Turning to Persi, Boots plucked the corset ties like a harp and several seconds later, she sighed as the pressure against her abdomen eased. “Much better.”

She turned toward him and placed her hands on his chest, “We can announce our marital bliss to the world once we retire from the agency and you know this. Agents are not allowed to marry, and especially not to each other.”

He bent his head down and kissed her lightly again. She began to melt against him then jerked back suddenly. “Oh, no, none of that, we need to focus.”

Boots smiled, “Yes, let’s focus.”

“On the case, Boots, on the case.” She stepped away and sat on the bed. Boots removed his cravat, and unbuttoned the top button of his shirt. He slumped in the chair across from her and rubbed his right hand, then twisted an adjustment screw to ease the pressure. “Is your hand bothering you, my love?” Persi asked gently.

Boots looked at the metal fingers, a reminder of the war. “Nothing, my dear.
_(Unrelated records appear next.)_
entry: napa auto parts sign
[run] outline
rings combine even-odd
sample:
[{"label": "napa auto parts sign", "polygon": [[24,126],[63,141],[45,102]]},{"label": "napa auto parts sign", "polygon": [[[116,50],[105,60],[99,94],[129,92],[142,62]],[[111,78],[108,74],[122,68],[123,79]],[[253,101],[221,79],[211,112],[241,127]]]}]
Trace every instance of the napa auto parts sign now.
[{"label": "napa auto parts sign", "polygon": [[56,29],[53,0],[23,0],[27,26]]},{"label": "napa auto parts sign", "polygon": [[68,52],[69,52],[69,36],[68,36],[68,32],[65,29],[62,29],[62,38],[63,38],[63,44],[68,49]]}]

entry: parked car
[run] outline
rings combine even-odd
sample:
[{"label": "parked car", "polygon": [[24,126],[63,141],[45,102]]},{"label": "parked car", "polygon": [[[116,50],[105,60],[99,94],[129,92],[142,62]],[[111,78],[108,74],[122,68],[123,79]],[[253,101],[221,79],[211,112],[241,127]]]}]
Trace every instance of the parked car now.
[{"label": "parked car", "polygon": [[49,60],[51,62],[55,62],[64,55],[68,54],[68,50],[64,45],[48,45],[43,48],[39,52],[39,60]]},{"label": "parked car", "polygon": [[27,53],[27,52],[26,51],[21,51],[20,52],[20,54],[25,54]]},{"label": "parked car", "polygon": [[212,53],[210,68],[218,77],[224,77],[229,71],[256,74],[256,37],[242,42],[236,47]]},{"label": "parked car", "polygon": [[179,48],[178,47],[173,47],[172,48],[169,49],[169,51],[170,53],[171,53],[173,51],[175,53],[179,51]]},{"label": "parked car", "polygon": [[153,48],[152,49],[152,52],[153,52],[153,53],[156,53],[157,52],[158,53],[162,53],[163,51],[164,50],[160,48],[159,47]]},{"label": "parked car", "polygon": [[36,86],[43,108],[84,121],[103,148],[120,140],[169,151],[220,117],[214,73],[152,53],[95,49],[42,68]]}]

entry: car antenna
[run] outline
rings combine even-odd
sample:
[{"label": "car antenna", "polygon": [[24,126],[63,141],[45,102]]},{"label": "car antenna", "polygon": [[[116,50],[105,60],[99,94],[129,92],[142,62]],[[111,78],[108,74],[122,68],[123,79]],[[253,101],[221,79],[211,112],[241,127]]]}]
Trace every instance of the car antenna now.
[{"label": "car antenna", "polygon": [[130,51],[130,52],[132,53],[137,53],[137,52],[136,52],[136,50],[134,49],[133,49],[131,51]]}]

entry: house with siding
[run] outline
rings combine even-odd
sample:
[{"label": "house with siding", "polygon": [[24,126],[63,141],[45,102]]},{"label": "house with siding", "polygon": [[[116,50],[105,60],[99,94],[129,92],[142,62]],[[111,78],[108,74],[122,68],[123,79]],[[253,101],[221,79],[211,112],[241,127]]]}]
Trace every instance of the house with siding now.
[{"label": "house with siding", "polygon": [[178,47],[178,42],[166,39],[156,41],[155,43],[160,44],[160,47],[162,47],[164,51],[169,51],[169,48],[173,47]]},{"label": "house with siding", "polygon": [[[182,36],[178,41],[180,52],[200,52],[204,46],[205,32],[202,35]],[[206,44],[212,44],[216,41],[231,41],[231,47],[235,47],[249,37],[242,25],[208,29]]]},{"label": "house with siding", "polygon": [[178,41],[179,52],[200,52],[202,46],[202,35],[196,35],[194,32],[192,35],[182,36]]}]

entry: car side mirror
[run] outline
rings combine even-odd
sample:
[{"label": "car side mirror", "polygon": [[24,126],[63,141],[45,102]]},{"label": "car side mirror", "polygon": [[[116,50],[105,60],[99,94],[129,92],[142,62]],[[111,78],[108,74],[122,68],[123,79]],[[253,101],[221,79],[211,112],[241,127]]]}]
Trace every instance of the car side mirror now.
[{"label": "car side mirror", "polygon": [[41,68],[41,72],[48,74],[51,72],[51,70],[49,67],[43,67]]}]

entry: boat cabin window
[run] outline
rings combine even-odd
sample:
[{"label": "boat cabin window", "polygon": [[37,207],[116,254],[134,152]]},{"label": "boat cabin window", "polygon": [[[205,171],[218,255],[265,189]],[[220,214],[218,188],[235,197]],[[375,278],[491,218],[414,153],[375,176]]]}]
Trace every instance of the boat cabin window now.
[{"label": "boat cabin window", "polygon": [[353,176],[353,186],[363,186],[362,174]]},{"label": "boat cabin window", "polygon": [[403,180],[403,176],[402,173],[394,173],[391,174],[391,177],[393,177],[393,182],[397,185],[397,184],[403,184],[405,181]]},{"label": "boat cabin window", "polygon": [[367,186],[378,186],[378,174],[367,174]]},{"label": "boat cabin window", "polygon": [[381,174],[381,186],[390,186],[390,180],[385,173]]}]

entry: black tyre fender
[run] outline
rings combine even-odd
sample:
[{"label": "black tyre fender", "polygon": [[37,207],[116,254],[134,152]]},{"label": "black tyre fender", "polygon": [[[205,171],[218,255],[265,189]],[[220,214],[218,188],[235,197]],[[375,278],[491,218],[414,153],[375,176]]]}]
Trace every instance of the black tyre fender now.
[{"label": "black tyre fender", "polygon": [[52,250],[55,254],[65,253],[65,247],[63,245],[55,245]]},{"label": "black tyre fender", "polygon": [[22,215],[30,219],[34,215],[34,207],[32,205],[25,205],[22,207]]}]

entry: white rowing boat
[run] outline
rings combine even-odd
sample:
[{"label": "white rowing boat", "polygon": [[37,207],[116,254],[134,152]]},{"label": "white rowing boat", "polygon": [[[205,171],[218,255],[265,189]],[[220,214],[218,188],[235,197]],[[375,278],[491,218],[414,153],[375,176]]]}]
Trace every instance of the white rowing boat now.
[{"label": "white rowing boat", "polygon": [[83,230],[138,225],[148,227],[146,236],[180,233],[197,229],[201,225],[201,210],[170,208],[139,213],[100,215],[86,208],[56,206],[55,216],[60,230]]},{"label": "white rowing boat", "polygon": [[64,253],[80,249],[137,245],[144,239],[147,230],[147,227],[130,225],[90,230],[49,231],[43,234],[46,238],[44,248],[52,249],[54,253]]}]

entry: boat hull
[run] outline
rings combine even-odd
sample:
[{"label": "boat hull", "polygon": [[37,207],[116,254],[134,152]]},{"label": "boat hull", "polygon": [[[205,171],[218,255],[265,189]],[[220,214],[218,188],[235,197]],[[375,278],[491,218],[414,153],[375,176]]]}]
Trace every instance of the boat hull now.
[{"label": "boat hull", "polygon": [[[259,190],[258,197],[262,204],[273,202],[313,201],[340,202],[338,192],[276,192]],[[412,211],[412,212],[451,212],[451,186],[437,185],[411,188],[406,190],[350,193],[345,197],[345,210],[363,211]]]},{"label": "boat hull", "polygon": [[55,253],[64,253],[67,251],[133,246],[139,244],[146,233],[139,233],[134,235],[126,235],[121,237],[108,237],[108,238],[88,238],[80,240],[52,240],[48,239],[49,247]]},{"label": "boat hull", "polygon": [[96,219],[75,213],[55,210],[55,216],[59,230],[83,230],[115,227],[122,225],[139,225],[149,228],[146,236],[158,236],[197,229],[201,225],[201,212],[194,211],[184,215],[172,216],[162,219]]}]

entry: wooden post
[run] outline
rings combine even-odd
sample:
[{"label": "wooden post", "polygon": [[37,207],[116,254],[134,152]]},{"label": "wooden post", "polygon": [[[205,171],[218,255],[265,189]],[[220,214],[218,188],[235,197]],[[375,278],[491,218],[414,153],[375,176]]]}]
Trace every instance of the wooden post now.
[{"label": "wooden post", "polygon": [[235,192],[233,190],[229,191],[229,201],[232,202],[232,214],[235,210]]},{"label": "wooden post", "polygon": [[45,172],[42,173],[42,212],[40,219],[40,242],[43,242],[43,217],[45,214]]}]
Only the little aches suggesting the weather will be turning bad within the next 24 hours.” Sitting up, he rallied for another attack. “Persi, we’ve only been married a month and …” He looked at his socked feet.

She smiled sardonically, “Yes, I know, later my heart, focus now. We have a large section of town demolished, many dead and many hundreds of others displaced. All this from multiple lightning strikes …”

“From a cloudless sky,” Boots cut in, raising his index finger, seemingly now to redirect his energies to their investigation.

She smiled, “Yes, from a cloudless sky.”

They sat looking at each other. “I have nothing, “Persi said finally, shaking her head.

“Neither do I.” He clapped his hands together. “Well, with that cleared up, on to more important things.” He began to rise, a feral smile spreading across his face.

“Easy boy,” Persi said, dropping her finishing school eloquence and opening the aethergram they had received.

Boots smile fell, then he tilted his head as he watched Persi’s face change from joyful to concerned as she read the paper. “What is it?” he asked.

“There’s been another event, like this one, though not quite as wide spread,” she said looking up.

“Where?” Boots asked.

“In central Florida, a small town called, Orlando.”

He shrugged. “I think we can catch the train east at noon. Let’s pack.”